Many of us know marmite as being a British favourite. For the unacquainted, marmite is a yeast based spread, which is a by-product from beer making. Marmite is often portrayed as a topping for toast or as a sandwich filling which for some, is an absolute delicacy and must have. For many others, simply biting down on marmite toast is a skin crawling and hair raising experience.

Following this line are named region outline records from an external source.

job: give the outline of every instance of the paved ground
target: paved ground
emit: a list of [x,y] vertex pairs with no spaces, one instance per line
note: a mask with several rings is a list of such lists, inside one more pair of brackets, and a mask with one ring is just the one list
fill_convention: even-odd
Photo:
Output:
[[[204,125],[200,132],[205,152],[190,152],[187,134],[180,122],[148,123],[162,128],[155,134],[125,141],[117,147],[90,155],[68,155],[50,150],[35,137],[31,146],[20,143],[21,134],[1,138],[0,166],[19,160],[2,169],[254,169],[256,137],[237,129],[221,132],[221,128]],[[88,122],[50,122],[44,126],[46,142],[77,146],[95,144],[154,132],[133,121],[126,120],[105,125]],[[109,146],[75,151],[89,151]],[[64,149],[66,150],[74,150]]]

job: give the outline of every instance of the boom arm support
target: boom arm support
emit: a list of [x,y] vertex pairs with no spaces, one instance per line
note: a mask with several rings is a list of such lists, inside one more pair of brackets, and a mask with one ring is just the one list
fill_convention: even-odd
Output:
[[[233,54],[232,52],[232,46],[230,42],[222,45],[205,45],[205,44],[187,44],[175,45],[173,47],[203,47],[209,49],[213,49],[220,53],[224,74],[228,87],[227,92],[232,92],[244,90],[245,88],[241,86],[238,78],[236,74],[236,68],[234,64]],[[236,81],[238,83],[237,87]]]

Marmite being rather strong and pungent on its own, can be very off putting to many people. However because of its dark, treacly and haunting taste, it makes the perfect pairing when used as a marinade for chicken. The savoury echo of marmite along with other seasonings featured in this recipe can be regarded as paint, while the chicken is a blank canvas. In other words, mixing marmite and chicken produces an absolute work of art (and taste). Above all and most importantly, it is easy to make.
These earthy and saline bites of crispy Marmite Chicken Pops pair up amazingly with beer. For a more substantial treat, have this with rice and sliced cucumbers on the side for an utterly satisfying, and not to mention complete meal. So get your ingredients ready, start frying, and be prepared to be amused and amazed. For marmite haters, do not sneer at this dish until you have tried it. You will be absolutely converted.
Ingredients:
2 boneless chicken legs – cut into bite size cubes
1 egg beaten – use only half
4 – 5 tbsp corn flour / tapioca flour
½ tsp salt
Few dashes of white pepper
2 cups (450 ml) vegetable oil
Marmite sauce:
200 ml water
2 tbsp marmite
4 tbsp sugar
4 tbsp honey
1 tsp soy sauce
1 tsp maggi seasoning sauce
¼ tsp salt
Serves 4
Recipe adapted from: Cook Like a Chef cookbook
Add all the ingredients to a medium saucepan and bring to boil.
Simmer for 15 – 20 mins until thicken. Set aside.
*Adjust with more soy sauce or honey if necessary. You could double the quantity and keep the remaining sauce in the fridge for up to 2 weeks.
In a medium bowl, place the chicken cubes, ½ beaten egg, salt and pepper and mix well.
Marinate for at least 30 mins in the fridge.
Heat the vegetable oil in a frying pan or skillet.
Add in flour to the chicken and mix well.
Deep fry the chicken cubes over medium heat until golden and crispy. It should take about 5 – 7 mins.
Do it in 2 batches if your pot is small.
Drain on paper towel.
Clean up the frying pan and add in ½ of marmite sauce.
When the sauce is bubbling, add in the fried chicken cubes and toss well. The sauce should coat each piece thoroughly. Turn off heat and serve.